C'était à la fin du Premier Empire,—mais ils n'avaient pas toujours été fournisseurs.
Avant d'être fournisseurs, l'un était un gentillâtre ruiné, l'autre un mendiant à besace, le troisième un bedeau de paroisse, le quatrième un maquignon banqueroutier et le cinquième un soldat déserteur.
Vous voyez que MM. les fournisseurs du Premier Empire étaient déjà des industriels assez comme il faut. Depuis lors, on a fait mieux.
C'était en 1811, il s'agissait dès lors de monter, d'habiller, de chausser, d'équiper en un mot la Grande Armée qui devait geler en Russie.
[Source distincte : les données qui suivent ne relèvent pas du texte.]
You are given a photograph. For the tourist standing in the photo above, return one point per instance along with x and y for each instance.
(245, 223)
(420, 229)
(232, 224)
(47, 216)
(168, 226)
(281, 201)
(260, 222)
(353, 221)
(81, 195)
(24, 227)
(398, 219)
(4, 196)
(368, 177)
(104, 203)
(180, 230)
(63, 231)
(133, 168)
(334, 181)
Il y avait aux Tuileries des embarras de toute sorte qui formaient l'envers d'une immense gloire: entre autres des embarras d'argent.
Or, c'est la vraie fête des fournisseurs quand le pouvoir n'a pas d'argent.
Dans tous les coins de la France et même au fond des campagnes, les fournisseurs sortirent de terre. Ne croyez pas que notre quart de siècle ait inventé les cocottes-fournisseuses. Il y eut, en 1811, des demoiselles qui vendirent à l'État bien des chevaux fourbus et bien des culottes percées.
Ce fut au point que le bon pays de Caux lui-même voulut avoir sa part du gâteau. Le 12 juin 1811, dans un cabaret de Lillebonne, Jean Rochecotte-Bocourt, le gentillâtre, réduit au métier de facteur rural, Jean-Pierre Martin, bedeau de la paroisse, Vincent Malouais, ancien marchand de chevaux, et Simon Roux, qui se cachait sous le nom de Duchesne, en sa qualité de déserteur, signèrent, sur papier graisseux, un acte où ils s'associaient pour fournir au gouvernement tout ce dont le gouvernement aurait besoin.